Do I have a life cycle problem or provisioning problem?
Yes both. I do not believe that the days of fire and forget operating systems are available to us anymore. Every server is under a constant state of change from attackers to patches. Everything changes. Changes bring outages when assumptions are made about configuration of servers. Early in my career I cannot count the number of outages that were cause by incorrect DNS settings or host files. These are simple configuration items that were expected to be correct but found after an outage to be changed. ITIL would have us believe it’s all about change management. We need a CAB and approves to avoid these issues. While I am all about documented processes and procedures, I have not found that most of the host file changes get done via CAB, they get changed ad-hoc or during an outage. We have to be able to provision, configure and ensure the configuration stays.
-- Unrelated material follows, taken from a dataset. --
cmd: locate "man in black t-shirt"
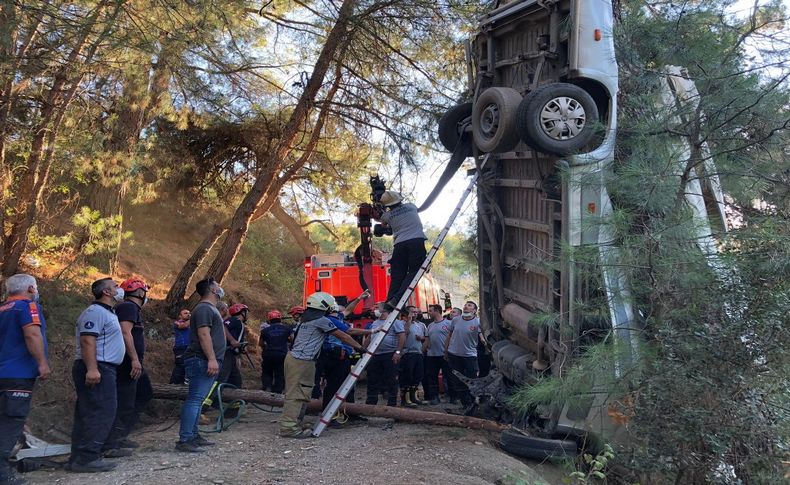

Configuration management and provisioning
Take a look at this scenario:
- Provisioning agent clones, provisions, duplicates a base operating system
- Provisioning agent does initial configuration of OS (IP address, sysprep etc..)
- Provisioning agent based upon customer select provides some unique information to configuration management that enables the understanding of server role (this is a SQL server, this is Apache etc..)
- Provisioning agent installs configuration management agent
- Configuration management agent checks in with configuration management system and changes all settings (both base settings and server role settings)
- Configuration management agent continues to ensure that role and base settings are correct for the life of the server
- Server administrator / application administrator etc uses configuration management agent to adjust settings
This model provides for initial configuration and consistent life cycle management. It does mean your configuration management agent does the heavy lifting instead of your provisioning agent.
What about physical?
The model above also works for physical. You have to move away from cloning and back into provisioning an operating system from PXE boot but it works very well. Now you can provision both physical and virtual from the same cloud agent using consistent life cycle management.
What is the challenge?
For me the challenge has been whenever I discuss configuration management it gets confused with compliance management. I believe that configuration management can and should be used for compliance management but it’s not the primary role. Compliance is about meeting security standards. Configuration is about ensuring configuration settings are correct and if not correcting. I can identify compliance issued and apply the resolution via configuration management. I can use the configuration management engine to identify things out of compliance that I have now changed to meet compliance.